Our work resulted in a new 3rd order in space, up to 6th order in time, unconditionally stable method for two-phase two-fluid model. This is the first time such a high order and numerically stable method was derived and implemented for two-phase two-fluid model. For details see PhD thesis of Rabie Abu Saleem.
My research aims at simulating two-phase flows in nuclear reactors. The ultimate goal is accurate and stable numerical solver for the one-dimensional two-fluid two-phase model. This problem poses several challenges that require a thorough understanding of the mathematical model and properties of different numerical schemes. Steps towards building the solver involve:<
- Conducting a numerical analysis to study the dispersive and dissipative properties of different linear numerical schemes and design a new scheme for hyperbolic equations.

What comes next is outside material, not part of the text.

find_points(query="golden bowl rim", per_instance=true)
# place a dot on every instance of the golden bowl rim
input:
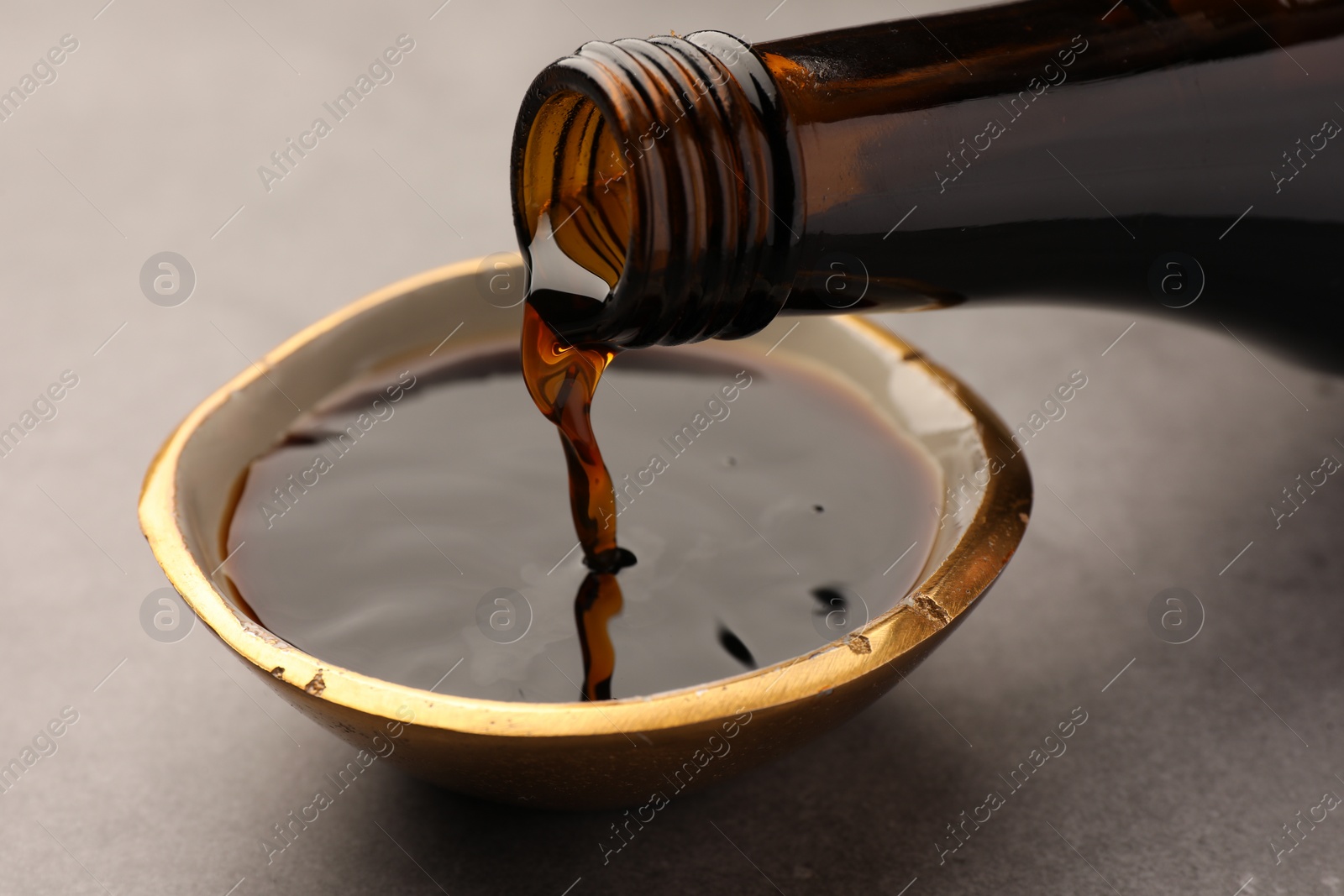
(938, 600)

- Developing high-order, Total Variation Diminishing (TVD) numerical scheme based on the hybridization of the 1st-Order Upwind scheme and the Quadratic Upstream scheme (QUICK). Analyzing the accuracy and stability of the scheme for smooth and discontinuous solutions.
- Developing a solver for the one-dimensional two-phase two-fluid model based on the proposed scheme. Implementing the solver for different benchmark problems and comparing results to those of existing thermo hydraulic codes (TRACE, RELAP5).
One current area of research includes working on coating for Accident Tolerant Fuel (IRP-ATF). our main focus in evaluation of fuel-cladding-coating-coolant behavior in operating and accident conditions. This work utilizes integrated and comprehensive multi-physics simulation capability for reactor components (fuel, cladding, coating, coolant), with thermal-hydraulics, reactor physics, fuel performance, chemistry and solid mechanics. The codes being used include: Serpent, RELAP5, MOOSE and BISON. The aim is to couple fuel structural degradation with two-phase flow and heat transfer. To accomplish this goal, A new coupling needs to be developed to enhance current BISON coupling to other MOOSE codes and other physical models, for example:
1: peeling/adhesion of coating/cladding
2: neutron transport with neutron damage, neutron activation, particularly (n,p) and (n,alpha), which will cause H/He gases in the cladding and coating
3: oxygen diffusion, fission product generation and migration, porosity migration
4: chemical reactions between cladding/coating/coolant
5: material diffusion between coating/cladding
We implement more advanced and innovative coupling of Monte Carlo and system thermal-hydraulics (Serpent/RELAP5). This work resulted in a new coupling convergence criteria based directly on the accuracy of the solution, without the need for ad-hoc convergence coefficients.
Current work being performed using physical models includes the research being performed by George McKenzie on the Rossi Alpha method. His research includes development of experiments capable of measuring the value of Alpha on systems near critical. The experiment has primarily been designed for the various critical assemblies in the NCERC facility operated by Los Alamos National Lab. The Rossi Alpha experiment modernizes an experiment designed by Bruno Rossi in the 1940s. The experiment utilizes the fact that neutrons in a fission system occur in chains and not as single entities. The experiment is designed to measure the correlation between neutron counts. Feynman’s equation statistically separates the neutron counts into accidental or correlated neutron pairs based on the time of arrival after an initiating event. The classical method for the Rossi experiment used gated circuitry to track when a neutron was incident upon a system. The downside of this method is that the circuitry was complex and only one single fission chain could be measured at once. The modern method allows many chains to be simultaneously measured by a time tagging system such as the LANL custom designed List-mode module (PATRM systems, etc.). The List-mode module allows for custom time binning to take place and the ability to modify the size of the bins post data collection. Then using software designed by George McKenzie, the useful information can be manipulated from the data.
• Inverse uncertainty of physical models in system thermal-hydraulics codes.
The work resulted in a new Bayesian method based on Maximum a Posteriori (MAP) estimation of Probability Density Function (PDF) for inverse (input parameter) uncertainty. This method quantifies the PDF of the physical models, making it possible to derive PDF for any two-phase flow model for which relevant experimental data exists. This is the first time such method has been derived and implemented for two-phase physical models, and the first time PDFs have been calculated for TRACE physical models. For details see PhD thesis of Rijan Shrestha.
Current work focuses on uncertainty quantification for Boiling Water Reactor (BWR) stability analysis and prediction. This work evaluates the coupled reactor physics-thermal hydraulics behavior modeling of the Oshkarshamn-2 NPP stability event. The primary codes used in this analysis are TRACE (thermal hydraulic modeling) and PARCS (neutronics analysis). The aim is to evaluate the uncertainty of different fluid flow models on reliable stability prediction.